In the 2nd millennium BC. e. (and possibly a little earlier) came to northwestern India tribes of farmers and pastoralists, who call themselves "Aryans". But not all of them left. Some part, probably, still remained on the original territory.

In June 1993, we, a group of workers in science and culture of the Vologda region and our guests - a folklore group from India (West Bengal), sailed on a motor ship along the Sukhona River, from Vologda to Veliky Ustyug. The Indian team was led by two women with amazing names - Darwini (giver of light) and Vasanta (spring). The motor ship was slowly sailing along the beautiful northern river. We looked at flowering meadows, age-old pines, at village houses - two or three-storey mansions, at striped steep banks, at the quiet expanse of water, admired the captivating silence of the white northern nights. And together we were surprised how much we have in common. We, Russians, because our Indian guests can repeat after us the words of a popular pop song with practically no accent. They, Indians, are how familiar the names of rivers and villages sound. And then we looked at the ornaments together, made exactly in those places where our ship passed. It is difficult to describe the feeling that you experience when guests from a distant country, pointing to one or the other embroidery of the 19th - early 20th centuries of Vologda peasant women, vying with each other say: “This is in Orissa, and this is in Rajasthan, and it looks like what is happening in Bihar, and this is in Gujerat, and this is how we have it - in Bengal. It was joyful to feel the strong threads connecting us through the millennia with our distant common ancestors.

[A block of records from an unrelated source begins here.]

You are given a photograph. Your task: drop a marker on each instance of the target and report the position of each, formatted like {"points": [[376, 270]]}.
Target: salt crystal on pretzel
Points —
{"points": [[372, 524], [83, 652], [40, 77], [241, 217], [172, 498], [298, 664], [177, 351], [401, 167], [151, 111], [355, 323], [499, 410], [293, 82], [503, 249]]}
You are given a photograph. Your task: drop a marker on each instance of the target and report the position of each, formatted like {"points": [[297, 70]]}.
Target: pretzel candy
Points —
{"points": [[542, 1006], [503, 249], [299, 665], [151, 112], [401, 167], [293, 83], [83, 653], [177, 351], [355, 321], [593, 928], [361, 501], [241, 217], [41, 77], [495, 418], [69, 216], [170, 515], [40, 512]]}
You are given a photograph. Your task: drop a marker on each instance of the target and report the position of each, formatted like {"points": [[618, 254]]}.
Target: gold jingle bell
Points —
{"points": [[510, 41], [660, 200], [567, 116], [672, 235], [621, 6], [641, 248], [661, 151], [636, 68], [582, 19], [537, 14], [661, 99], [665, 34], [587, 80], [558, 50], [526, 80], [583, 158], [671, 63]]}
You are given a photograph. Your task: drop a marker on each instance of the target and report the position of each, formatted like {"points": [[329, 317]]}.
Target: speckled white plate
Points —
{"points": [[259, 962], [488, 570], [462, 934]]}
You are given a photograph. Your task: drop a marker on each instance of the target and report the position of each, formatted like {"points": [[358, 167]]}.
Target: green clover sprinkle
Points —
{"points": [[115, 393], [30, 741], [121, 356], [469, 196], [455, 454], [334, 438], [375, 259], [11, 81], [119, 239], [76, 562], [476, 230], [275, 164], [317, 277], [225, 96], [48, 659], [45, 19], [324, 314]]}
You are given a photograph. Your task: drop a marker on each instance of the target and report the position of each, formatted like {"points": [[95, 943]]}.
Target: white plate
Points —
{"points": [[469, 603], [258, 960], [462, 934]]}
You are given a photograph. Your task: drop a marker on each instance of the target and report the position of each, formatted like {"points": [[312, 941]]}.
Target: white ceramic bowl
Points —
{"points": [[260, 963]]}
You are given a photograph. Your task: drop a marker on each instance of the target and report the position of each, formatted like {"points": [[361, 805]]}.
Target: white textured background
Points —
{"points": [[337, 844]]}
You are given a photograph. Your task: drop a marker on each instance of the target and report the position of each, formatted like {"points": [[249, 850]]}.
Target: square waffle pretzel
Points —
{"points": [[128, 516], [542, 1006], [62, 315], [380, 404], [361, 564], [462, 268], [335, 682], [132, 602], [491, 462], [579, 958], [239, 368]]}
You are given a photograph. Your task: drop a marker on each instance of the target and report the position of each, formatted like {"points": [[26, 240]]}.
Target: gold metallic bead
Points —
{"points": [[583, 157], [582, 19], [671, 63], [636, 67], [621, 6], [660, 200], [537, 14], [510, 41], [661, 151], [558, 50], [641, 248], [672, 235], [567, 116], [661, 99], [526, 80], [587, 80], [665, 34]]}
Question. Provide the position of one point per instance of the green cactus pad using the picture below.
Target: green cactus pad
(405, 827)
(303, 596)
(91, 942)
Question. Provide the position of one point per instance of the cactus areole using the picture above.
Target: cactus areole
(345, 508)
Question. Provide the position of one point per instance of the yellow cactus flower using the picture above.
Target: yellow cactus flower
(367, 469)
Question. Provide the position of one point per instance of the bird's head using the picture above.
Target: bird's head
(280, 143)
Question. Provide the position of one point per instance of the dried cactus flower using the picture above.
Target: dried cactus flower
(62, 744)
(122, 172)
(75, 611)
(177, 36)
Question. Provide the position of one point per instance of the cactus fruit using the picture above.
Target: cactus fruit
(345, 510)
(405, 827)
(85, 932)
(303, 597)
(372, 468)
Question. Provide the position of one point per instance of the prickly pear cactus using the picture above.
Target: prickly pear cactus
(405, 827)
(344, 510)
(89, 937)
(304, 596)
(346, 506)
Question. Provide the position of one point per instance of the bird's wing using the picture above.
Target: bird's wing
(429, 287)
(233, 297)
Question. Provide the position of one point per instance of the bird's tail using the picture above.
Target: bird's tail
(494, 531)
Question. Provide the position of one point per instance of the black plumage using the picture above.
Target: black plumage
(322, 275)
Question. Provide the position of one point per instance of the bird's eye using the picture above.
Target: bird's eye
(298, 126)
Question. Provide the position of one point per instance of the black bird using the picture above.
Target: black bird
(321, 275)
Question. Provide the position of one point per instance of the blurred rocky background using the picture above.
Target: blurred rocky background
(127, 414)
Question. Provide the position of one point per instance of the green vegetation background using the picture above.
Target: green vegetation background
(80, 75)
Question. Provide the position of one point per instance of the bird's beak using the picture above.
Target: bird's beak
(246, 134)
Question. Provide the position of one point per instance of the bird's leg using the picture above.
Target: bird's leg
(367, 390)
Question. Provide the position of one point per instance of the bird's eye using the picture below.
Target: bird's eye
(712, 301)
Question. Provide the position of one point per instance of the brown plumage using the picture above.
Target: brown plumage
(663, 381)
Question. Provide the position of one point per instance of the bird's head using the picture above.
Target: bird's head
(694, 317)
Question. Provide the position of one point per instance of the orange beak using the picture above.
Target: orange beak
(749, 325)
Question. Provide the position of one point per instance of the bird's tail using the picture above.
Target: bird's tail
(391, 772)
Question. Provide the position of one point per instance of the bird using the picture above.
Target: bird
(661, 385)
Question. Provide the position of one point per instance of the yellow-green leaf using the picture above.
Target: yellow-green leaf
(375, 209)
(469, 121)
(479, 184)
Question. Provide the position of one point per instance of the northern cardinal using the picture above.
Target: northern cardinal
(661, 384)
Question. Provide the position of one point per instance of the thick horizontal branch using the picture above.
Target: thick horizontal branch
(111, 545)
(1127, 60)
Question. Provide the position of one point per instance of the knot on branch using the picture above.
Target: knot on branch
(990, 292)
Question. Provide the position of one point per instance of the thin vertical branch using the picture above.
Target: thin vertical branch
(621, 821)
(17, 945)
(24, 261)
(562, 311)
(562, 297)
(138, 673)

In 1914, Valery Bryusov wrote poems, which, apparently, will be confirmed by more than one scientific work.

There is no need for deceptive dreams

No need for beautiful utopias:

But Rock raises the question

Who are we in this old Europe?

Random guests? Horde, Coming from the Kama and the Ob, That always breathes with rage

Is everything ruining in senseless rage?

Or we are that great people

Whose name will not be forgotten

Whose speech still sings

Consonant with the chant of Sanskrit.